Melissa Bates, UI associate professor of human physiology specializing in respiratory and pediatric physiology, has been one of the benefactors of the incubator as well. She said she participated in the first incubator program last year with an idea to advance how patients monitor lung disease.
“For the entire length of my career, [looking at] our ability to monitor lung disease, we haven’t really created any new tools,” Bates said. “What I learned in the first round of the incubator program, doing some customer interviews, people still rely on not being able to breathe to know whether they’re getting worse.”
Bates said it was “terrible” that individuals needed to rely on their ability to breathe to determine the health of their lungs and the progress of their lung disease. She said she believed some of the research she has done could potentially help individuals and decided to enter the entrepreneurial marketplace.
“I never thought about starting a business,” Bates said. “I decided to participate [in the incubator] and see if we could, maybe, miniaturize this research technology to be used by patients.”

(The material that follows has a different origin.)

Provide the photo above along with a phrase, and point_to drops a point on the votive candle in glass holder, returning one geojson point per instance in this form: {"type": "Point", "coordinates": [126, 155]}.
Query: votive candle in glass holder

Despite being in academia for 20 years now, she said she was enjoying thinking about things in ways she never had before.
“Even though I’m a tenured professor, I feel like a student all over again,” Bates said. “It’s really exciting because I’m learning so much. I had the opportunity to create this start-up, LSF medical productions and… it’s a lot of fun.”
Heiar said the incubator aims to provide participants with the resources they need to be successful. He said it is also important to grow the reach of projects and research done at the UI to a national level.
“We have exposure to a large network of support specialists,” Heiar said. “This includes people who do strategic marketing, public relations, investment counseling. [These are] all the kinds of things that people who want to commercialize and build a company need to have a network in order to do.”